Will show complex syndactyly.



Treatment goals: Create a more useful extremity with the ability to grip or perform pincer grasp in as few operations as possible with staged reconstruction.
  • Separation of digits, including the thumb.
  • Correction of thumb function.
  • Mobilization of the little finger.

Operative Treatment

Surgical release of border digits: Often the first step in surgical treatment. Done at 1 year of life. Digits-thumb and small finger are released first.
  • First stage: Deepening or creation of the 1st web space with a a 4-5 limb Z-plasty or dorsal skin graft. 
  • Second stage: Creation of the 4th web space followed by separation of the remaining digits.
Digital reconstruction:
  • Performed when the patient is 1.5-2 years of age.
  • The middle 3 digits are turned into 2 digits.
Separation of proximal metacarpal synostosis:
  • The synostosis should be separated early to improve mobility of the fifth ray.

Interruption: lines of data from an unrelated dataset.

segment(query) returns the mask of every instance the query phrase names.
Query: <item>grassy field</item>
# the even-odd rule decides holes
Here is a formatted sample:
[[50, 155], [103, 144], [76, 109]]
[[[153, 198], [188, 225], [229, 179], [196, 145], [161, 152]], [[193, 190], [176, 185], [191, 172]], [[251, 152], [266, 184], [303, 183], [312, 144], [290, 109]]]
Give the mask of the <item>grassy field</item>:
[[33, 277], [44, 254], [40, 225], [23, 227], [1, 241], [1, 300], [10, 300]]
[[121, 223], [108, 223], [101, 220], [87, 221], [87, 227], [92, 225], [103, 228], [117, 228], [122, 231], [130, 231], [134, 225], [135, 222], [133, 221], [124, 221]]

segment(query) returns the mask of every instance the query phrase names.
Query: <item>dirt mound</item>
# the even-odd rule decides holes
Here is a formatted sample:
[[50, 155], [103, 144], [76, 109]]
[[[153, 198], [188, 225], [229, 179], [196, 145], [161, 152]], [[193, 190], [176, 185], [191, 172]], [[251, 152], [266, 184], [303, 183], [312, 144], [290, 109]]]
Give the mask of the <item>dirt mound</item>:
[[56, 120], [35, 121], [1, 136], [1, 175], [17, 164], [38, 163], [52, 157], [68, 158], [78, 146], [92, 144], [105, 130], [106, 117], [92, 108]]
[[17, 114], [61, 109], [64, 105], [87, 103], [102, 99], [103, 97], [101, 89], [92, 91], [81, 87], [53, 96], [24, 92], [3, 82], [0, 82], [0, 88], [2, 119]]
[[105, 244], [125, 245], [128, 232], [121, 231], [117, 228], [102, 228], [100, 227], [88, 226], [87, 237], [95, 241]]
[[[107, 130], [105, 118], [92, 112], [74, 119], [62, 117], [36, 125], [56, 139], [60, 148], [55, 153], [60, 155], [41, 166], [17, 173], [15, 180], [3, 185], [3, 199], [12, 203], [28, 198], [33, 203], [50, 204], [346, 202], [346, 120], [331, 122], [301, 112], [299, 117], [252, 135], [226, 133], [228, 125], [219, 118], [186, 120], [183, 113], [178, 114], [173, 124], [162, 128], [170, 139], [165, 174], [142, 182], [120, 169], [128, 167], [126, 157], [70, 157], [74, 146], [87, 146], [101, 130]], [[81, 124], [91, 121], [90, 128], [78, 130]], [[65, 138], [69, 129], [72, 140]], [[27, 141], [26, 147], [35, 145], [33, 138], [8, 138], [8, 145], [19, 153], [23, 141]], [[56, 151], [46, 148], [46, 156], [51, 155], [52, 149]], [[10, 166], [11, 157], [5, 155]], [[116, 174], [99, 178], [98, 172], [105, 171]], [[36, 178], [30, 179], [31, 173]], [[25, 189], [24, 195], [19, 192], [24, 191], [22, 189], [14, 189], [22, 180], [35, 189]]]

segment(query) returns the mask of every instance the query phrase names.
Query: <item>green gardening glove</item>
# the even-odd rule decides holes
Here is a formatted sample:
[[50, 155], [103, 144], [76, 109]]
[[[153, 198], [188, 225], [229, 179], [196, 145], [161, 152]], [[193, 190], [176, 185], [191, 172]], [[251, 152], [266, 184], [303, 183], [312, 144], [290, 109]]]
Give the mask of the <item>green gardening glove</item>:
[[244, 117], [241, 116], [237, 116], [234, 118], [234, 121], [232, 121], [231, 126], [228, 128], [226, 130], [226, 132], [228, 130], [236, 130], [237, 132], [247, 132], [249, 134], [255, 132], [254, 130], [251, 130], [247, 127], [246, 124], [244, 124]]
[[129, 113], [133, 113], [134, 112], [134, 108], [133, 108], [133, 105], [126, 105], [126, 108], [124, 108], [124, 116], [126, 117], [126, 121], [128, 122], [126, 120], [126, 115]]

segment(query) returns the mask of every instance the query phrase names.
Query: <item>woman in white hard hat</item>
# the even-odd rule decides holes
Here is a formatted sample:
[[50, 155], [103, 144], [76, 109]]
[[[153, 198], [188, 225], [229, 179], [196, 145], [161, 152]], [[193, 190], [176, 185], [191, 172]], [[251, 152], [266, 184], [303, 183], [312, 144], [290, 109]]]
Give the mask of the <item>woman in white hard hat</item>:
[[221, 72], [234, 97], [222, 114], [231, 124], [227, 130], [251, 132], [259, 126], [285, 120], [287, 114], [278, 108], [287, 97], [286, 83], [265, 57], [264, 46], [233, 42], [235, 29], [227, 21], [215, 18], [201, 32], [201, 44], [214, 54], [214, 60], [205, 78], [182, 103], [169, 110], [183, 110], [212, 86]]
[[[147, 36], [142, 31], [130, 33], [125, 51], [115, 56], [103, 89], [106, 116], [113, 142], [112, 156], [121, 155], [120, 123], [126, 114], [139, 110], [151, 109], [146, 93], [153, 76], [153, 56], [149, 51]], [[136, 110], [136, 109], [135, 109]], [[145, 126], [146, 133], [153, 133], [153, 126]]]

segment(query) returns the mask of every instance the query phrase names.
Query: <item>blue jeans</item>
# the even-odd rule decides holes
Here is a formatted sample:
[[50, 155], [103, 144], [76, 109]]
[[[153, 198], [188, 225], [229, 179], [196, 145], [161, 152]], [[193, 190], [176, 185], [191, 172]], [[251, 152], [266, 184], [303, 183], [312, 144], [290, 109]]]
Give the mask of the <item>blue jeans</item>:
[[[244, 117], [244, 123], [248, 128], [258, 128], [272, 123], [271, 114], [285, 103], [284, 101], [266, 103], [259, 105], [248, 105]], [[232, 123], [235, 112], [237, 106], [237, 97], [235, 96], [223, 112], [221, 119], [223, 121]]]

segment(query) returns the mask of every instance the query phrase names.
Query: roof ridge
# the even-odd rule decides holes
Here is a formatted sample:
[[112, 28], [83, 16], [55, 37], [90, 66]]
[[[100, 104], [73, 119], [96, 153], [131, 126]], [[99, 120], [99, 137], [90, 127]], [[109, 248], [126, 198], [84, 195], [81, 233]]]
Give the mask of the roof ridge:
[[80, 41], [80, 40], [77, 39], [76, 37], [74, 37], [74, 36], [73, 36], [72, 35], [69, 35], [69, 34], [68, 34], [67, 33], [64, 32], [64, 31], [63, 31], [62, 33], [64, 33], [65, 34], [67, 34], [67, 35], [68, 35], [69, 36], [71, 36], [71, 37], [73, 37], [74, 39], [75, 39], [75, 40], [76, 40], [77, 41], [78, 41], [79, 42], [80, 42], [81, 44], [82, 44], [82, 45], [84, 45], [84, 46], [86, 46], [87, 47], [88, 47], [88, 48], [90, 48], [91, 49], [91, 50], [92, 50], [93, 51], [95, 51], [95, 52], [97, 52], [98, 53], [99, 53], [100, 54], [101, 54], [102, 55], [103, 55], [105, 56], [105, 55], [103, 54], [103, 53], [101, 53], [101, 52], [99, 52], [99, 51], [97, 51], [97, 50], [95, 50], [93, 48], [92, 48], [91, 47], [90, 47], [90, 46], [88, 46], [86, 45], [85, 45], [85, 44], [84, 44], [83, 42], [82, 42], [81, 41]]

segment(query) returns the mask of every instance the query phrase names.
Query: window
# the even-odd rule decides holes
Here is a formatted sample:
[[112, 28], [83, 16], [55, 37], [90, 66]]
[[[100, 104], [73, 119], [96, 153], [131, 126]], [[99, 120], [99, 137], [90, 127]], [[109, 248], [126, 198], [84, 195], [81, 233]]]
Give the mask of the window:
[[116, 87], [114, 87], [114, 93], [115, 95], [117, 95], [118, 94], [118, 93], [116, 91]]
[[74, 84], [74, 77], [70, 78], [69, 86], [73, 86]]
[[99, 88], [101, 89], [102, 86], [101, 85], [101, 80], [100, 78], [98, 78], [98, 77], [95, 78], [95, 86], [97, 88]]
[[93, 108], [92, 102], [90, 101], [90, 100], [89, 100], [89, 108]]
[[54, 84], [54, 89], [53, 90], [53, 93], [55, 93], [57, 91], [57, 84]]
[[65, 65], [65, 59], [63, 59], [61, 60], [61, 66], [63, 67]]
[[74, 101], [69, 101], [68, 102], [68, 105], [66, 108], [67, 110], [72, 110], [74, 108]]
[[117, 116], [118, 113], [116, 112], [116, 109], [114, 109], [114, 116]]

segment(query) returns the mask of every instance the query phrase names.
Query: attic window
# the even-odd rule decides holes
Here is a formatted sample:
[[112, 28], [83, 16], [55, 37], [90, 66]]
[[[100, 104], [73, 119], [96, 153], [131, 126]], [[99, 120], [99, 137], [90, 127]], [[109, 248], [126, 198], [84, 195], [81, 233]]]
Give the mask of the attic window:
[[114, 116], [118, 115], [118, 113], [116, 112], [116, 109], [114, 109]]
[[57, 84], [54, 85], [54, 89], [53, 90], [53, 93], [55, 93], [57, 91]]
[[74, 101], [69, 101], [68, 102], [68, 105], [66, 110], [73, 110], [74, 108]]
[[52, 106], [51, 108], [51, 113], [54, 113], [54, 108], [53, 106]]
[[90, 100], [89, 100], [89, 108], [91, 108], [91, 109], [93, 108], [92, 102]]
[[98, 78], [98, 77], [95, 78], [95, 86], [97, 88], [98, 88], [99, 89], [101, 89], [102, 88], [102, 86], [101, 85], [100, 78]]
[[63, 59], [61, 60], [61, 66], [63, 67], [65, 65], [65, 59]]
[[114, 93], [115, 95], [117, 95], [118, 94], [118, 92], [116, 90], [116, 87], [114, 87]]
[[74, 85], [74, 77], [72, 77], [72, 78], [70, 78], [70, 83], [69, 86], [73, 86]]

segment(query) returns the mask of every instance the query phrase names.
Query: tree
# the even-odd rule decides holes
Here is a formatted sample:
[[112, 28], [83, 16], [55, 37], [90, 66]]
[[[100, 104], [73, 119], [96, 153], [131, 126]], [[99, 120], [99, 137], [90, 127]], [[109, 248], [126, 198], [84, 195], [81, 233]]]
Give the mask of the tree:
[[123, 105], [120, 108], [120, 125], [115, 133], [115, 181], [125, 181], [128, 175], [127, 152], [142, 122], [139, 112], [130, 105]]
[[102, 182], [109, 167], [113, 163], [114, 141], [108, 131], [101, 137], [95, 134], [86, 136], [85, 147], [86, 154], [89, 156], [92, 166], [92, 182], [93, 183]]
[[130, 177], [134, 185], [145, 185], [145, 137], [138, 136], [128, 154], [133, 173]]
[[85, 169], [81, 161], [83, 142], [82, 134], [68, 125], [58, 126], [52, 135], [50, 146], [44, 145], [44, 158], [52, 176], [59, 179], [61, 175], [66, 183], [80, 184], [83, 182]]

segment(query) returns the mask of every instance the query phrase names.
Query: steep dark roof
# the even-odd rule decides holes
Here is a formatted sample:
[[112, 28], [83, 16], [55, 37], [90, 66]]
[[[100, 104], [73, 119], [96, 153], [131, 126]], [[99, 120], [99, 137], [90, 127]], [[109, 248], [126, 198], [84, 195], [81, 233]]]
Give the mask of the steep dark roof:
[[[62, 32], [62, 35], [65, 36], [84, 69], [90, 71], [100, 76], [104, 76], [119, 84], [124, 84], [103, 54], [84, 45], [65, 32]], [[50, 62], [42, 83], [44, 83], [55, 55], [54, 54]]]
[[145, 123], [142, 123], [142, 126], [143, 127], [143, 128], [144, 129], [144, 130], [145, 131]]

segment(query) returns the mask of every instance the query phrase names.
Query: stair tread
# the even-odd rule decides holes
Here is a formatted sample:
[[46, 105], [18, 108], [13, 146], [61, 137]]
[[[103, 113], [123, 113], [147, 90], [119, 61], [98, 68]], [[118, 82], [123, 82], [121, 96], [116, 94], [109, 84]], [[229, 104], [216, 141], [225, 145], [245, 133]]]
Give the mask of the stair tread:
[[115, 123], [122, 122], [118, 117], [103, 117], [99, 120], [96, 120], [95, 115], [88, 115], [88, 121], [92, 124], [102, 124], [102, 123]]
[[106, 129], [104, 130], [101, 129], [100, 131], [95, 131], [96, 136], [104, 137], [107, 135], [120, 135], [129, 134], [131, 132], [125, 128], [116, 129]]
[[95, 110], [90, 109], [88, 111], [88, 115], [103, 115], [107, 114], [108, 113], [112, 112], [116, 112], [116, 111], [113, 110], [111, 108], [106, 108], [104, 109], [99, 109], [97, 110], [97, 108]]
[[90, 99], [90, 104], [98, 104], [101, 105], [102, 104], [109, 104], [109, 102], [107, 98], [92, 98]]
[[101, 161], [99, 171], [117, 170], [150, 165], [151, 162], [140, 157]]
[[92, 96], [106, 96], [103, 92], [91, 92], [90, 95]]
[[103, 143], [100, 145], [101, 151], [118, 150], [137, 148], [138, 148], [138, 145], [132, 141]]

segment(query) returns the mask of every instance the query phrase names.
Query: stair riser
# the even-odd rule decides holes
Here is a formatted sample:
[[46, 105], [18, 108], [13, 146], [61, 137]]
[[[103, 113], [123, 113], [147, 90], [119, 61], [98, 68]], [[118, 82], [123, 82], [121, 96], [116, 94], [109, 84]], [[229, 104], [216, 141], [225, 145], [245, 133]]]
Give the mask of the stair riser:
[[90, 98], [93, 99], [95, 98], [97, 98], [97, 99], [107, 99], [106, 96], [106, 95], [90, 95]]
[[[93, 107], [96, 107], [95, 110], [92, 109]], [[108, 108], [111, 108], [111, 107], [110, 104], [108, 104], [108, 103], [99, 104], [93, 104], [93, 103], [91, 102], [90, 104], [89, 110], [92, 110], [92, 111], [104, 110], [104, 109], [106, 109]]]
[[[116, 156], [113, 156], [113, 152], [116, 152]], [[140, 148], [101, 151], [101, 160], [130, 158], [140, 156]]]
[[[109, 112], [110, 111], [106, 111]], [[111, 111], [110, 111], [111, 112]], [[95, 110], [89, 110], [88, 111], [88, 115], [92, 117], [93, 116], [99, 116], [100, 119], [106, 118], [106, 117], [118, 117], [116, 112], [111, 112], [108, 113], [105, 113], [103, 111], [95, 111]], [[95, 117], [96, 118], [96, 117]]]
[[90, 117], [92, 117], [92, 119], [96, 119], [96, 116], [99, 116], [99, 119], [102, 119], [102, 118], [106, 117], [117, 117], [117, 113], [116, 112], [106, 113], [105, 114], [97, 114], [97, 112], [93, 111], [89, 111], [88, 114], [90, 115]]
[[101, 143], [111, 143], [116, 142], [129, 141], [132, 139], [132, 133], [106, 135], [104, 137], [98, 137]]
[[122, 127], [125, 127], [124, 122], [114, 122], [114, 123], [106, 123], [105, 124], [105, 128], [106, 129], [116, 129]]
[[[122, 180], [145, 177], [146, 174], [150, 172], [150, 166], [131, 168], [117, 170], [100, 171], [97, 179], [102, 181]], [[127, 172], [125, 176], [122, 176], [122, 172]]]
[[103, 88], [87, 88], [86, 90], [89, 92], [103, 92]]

  • The spectrum can be from normal to moderately disabled cognitive function.
  • Hand function and prognosis is best with the combination of thumb and little finger separation. This allows a tripod pinch and thumb based grip.
  • Movement of the fingers is typically isolated to the metacarpal phalangeal joints.


  • The need for revision surgery of web space contracture varies among authors from 3-18%.
  • Aberrant growth plates can cause clinodactyly after separation and osteotomies may be needed later on.